Emerging PTMs refer to post-translational modifications that have been discovered and characterized relatively recently — primarily over the past decade. Most are short-chain lysine acylations derived from metabolic intermediates (crotonylation from crotonyl-CoA, succinylation from succinyl-CoA, lactylation from lactate, etc.) or modifications that were previously technically challenging to detect (O-GlcNAc, glycation, monoaminylation). Unlike classical PTMs (phosphorylation, acetylation, ubiquitination), emerging PTMs often require modification-specific enrichment, specialized LC-MS acquisition parameters, and careful distinction from modifications with similar mass shifts.
Which emerging PTMs can be detected and quantified by your service?
We offer dedicated analysis services for 16 emerging PTM classes: 2-hydroxyisobutyrylation, acylation (comprehensive profiling), benzoylation, butyrylation, crotonylation, glutarylation, glycation, Kbz, lactylation, lipoylation, lysine β-hydroxybutyrylation, malonylation, O-GlcNAcylation, propionylation, protein monoaminylation, and succinylation. Custom method development is available for additional emerging modifications upon request. Each service includes modification-specific enrichment, optimized LC-MS acquisition, and expert data interpretation.
What sample types and amounts are required for emerging PTM analysis?

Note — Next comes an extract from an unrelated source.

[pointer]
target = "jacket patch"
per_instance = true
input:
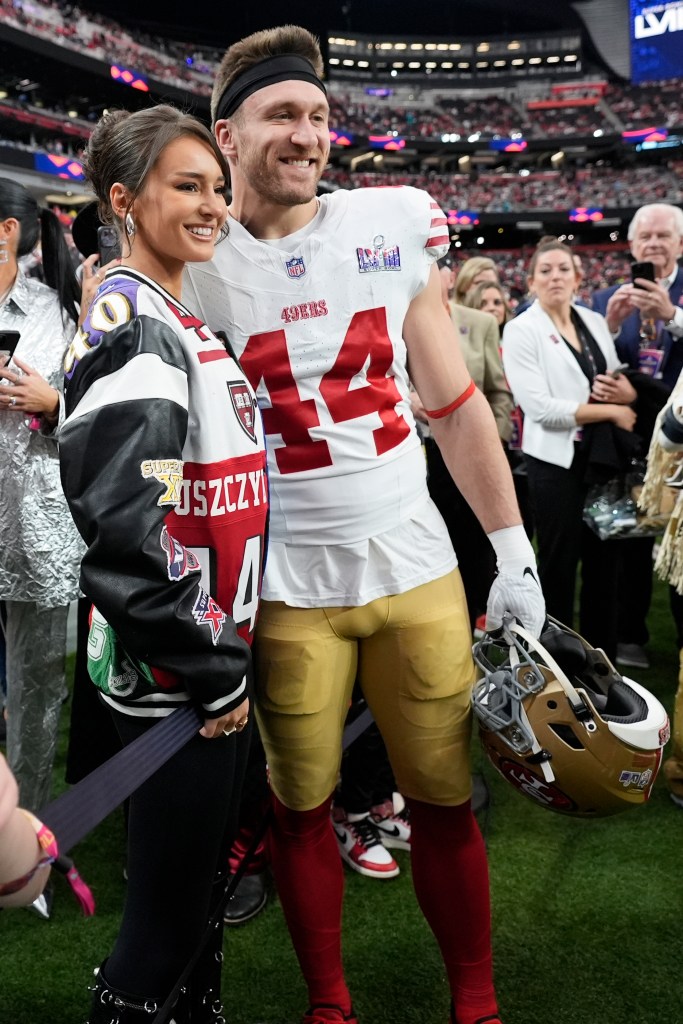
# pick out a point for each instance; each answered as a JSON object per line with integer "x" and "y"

Sample requirements vary by modification type and abundance. For global emerging PTM profiling with enrichment, we typically recommend 1–5 mg of total protein lysate per IP/enrichment experiment. For targeted PRM/MRM quantification of known modification sites, as little as 50–200 µg of protein digest may be sufficient. Our platform is compatible with cultured cells, fresh-frozen and FFPE tissues, xenograft tumors, biofluids, and subcellular fractions. A pre-study consultation is recommended to determine optimal sample requirements for specific modification types and biological questions.

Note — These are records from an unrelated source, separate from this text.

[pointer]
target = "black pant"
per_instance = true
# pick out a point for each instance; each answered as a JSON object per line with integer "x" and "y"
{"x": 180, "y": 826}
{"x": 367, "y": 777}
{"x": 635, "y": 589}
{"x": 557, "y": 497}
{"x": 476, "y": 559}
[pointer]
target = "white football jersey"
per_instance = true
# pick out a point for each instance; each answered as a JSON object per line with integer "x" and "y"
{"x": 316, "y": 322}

How do you distinguish between different emerging PTMs that have similar mass shifts?
Distinguishing modifications with similar or identical mass shifts (e.g., trimethylation +42.047 Da vs. acetylation +42.011 Da, or crotonylation +68.026 Da from other C4 acylations) relies on multiple orthogonal criteria: accurate mass measurement at high resolution (≥60,000, ±5 ppm), diagnostic MS/MS fragment ions characteristic of each modification (e.g., neutral losses of 86 Da for crotonylation, 100 Da for succinylation), retention time behavior under standardized LC conditions, and comparison against synthetic modification standards. For ambiguous assignments, we employ EThcD fragmentation and site localization scoring to confirm modification identity and site.

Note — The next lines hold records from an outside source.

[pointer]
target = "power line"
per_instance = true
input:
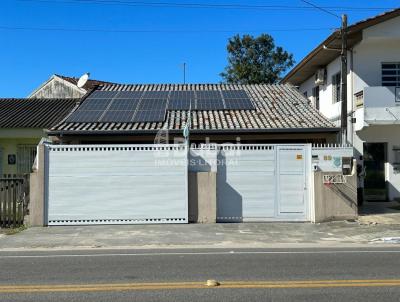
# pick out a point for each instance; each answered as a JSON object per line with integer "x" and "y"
{"x": 100, "y": 30}
{"x": 208, "y": 5}
{"x": 321, "y": 9}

Can multiple emerging PTMs be analyzed simultaneously from the same sample?
Yes — we offer multi-PTM profiling workflows that simultaneously enrich and analyze multiple emerging modification classes from the same biological sample. Our portfolio includes parallel pan-antibody enrichment strategies for short-chain lysine acylations, sequential enrichment protocols for orthogonal modification types, and sequential rounds of immunoprecipitation to maximize PTM coverage from limited sample quantities. Multi-PTM datasets enable integrated analysis of modification cross-talk and metabolic pathway connectivity across modification types.
Do you offer quantitative analysis for emerging PTMs?
Yes — our emerging PTM services support multiple quantitative strategies including label-free quantification (LFQ) for broad discovery across experimental conditions, TMT/iTRAQ multiplexed quantification for simultaneous comparison of multiple samples, SILAC-based quantification for accurate ratio measurements in cell culture, and targeted PRM/MRM quantification for validation of specific modification sites across larger sample cohorts. Quantification is performed with appropriate normalization strategies (total peptide amount, spike-in standards, or total modification signal) to ensure accurate cross-sample comparison.
For research use only. Not for use in diagnostic procedures.